When Yeltsin, frightened by growing rage at the looting of Russia, tries to fire Gaidar, and even Clinton begins to realize how much ordinary Russians hate Gaidar, Gaidar goes nuclear, dragging out the ol' Fascist-coup threat: "Gaidar warned that his country faced the danger of a form of fascism 'beside which everything Russia has experienced will pale in significance.'" (Gaidar stayed fired; the Fascist threat never materialized; but Talbott and his boss still considered Gaidar a hero. Some people just can't learn.)
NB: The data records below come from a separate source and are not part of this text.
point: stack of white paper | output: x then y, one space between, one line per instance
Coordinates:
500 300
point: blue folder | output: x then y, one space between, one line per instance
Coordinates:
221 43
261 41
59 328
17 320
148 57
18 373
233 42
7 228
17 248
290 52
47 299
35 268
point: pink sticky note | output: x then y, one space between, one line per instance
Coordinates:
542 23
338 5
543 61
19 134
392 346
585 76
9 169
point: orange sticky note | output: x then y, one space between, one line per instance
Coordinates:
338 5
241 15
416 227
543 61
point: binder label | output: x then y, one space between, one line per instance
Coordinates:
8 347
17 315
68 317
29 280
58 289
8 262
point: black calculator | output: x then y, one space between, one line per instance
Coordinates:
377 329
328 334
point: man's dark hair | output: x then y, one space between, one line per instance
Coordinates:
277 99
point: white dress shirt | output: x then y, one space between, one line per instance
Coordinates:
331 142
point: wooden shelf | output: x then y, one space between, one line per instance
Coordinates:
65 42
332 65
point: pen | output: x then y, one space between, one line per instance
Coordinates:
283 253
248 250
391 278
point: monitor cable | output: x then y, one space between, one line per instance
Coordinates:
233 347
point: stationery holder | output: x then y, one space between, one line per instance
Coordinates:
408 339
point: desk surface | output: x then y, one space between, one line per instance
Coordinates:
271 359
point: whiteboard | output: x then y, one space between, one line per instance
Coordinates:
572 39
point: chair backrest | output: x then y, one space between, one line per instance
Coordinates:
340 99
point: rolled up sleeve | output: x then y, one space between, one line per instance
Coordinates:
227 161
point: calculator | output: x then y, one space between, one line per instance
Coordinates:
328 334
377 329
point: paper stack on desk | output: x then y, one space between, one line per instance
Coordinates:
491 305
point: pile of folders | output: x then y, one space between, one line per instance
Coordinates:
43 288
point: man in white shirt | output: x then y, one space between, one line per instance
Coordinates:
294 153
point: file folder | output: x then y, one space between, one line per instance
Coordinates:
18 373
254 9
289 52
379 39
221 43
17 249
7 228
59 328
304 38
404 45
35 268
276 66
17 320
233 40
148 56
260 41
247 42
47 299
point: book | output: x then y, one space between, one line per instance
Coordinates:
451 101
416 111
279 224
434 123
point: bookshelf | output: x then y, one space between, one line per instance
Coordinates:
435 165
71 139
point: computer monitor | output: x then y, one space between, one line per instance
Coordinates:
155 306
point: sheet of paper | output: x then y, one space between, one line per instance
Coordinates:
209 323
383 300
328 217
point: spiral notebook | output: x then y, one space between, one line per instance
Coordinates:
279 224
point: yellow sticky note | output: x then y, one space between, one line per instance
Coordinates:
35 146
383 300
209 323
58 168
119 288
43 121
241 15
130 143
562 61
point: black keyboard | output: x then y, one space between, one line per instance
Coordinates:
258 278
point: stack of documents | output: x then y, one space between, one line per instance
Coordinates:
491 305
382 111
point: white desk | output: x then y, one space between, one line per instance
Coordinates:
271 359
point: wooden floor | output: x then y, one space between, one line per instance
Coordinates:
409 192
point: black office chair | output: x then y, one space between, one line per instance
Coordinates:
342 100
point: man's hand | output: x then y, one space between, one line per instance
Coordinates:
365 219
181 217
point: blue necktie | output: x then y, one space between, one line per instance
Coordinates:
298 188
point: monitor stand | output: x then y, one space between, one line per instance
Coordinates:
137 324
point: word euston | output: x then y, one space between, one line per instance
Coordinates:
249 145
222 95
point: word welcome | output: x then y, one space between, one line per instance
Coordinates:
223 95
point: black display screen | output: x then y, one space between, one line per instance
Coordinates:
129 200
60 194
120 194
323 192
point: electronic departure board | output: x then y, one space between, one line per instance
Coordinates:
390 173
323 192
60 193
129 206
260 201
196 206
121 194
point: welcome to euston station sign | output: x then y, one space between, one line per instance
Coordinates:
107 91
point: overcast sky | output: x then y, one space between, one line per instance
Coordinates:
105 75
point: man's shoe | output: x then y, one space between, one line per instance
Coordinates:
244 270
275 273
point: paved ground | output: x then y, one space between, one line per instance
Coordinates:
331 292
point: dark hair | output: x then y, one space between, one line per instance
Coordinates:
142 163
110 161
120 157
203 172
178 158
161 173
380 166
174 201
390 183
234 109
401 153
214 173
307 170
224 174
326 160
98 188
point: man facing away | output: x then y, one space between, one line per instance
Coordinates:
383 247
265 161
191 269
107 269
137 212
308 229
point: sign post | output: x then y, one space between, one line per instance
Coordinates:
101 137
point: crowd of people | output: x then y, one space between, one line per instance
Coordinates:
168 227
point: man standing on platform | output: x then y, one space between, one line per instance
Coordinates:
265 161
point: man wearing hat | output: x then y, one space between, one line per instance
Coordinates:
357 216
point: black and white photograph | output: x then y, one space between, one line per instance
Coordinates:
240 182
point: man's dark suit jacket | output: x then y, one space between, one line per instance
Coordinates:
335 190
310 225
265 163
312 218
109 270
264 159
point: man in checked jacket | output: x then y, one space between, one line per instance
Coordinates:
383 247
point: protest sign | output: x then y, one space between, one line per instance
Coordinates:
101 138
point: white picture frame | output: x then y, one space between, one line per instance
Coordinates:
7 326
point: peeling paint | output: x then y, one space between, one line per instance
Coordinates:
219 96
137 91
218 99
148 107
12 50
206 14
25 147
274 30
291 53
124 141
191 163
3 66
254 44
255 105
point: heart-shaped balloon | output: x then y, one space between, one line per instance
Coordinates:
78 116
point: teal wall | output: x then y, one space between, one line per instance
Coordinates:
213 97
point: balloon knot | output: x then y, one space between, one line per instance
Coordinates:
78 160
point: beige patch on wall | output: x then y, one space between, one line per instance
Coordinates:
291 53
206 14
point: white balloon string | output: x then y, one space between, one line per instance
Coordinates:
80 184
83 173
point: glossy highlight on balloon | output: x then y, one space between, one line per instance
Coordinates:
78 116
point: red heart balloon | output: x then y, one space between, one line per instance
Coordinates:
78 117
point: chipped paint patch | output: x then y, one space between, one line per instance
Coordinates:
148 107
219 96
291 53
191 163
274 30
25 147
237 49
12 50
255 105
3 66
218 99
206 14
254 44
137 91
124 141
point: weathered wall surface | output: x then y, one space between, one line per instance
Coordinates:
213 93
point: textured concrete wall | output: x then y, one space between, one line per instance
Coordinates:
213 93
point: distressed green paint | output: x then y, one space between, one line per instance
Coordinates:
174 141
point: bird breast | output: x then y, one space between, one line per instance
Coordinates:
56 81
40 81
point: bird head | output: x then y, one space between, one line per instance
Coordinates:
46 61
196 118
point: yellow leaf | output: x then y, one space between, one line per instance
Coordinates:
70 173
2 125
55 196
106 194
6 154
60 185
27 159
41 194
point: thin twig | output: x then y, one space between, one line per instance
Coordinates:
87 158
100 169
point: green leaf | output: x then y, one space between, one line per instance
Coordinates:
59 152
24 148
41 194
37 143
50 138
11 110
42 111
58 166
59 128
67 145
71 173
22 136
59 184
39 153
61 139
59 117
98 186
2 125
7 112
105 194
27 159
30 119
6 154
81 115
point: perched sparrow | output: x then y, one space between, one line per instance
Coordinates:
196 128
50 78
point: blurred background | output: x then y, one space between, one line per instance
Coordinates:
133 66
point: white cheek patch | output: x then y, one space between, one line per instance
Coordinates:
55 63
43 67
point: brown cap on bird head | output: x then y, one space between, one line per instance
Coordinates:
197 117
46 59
Sometimes the phantom menaces scripted for Yeltsin by Gaidar and Chubais are so laughable you have to wonder if Gaidar was having fun, seeing how much utter nonsense he could get away with:
"Yeltsin turned [to Clinton,] suddenly grim: 'I'm warning you: if the Communists win, they'll go after the Crimea and Alaska....'"
Alaska?! Yet Talbott reports this line in all seriousness. The fact that the Russian Army lacked the funds or logistical infrastructure to hitchhike home from Estonia at the time seems not to have occurred to him, or to his boss, Bill. Zhirinovsky must have felt like Rodney Dangerfield: "Tough crowd, tough crowd! Gaidar steals my best joke, the we'll-retake-Alaska line, and the Americans don't even think it's funny!"
The saddest figure in the story is Georgi Arbatov, longtime Americaphile, who tries again and again to warn Talbott against Gaidar and Yeltsin:
"There...was Georgi Arbatov, spewing accusations about how the government was bankrupting the state and beggaring the people. Gaidar, he added, was 'a stooge of the West.' The scene saddened me. Arbatov had helped open the [Soviet] system....Yet here he was, personally embittered and siding with the forces of reaction."
The thought that Arbatov might simply be telling the truth does not occur to Talbott, because it interferes with the ideological pattern he has imposed on Russia. But Arbatov keeps trying. At a state dinner, Talbott reports:
"Arbatov buttonholed me like the Ancient Mariner and told me..., 'Stop thinking in stereotypes! Work with the communists!' He said. 'They're more pragmatic and reasonable than the reformers. Abandon Yeltsin! He's dragging us down. If you cling to him, we will all blame you for the disaster that is about to engulf us!'"
Talbott reports Arbatov's words without the least sense that these terrible predictions have been proven right. As far as he's concerned, Russia is right on course, and any collateral damage incurred along the way was minor and inevitable.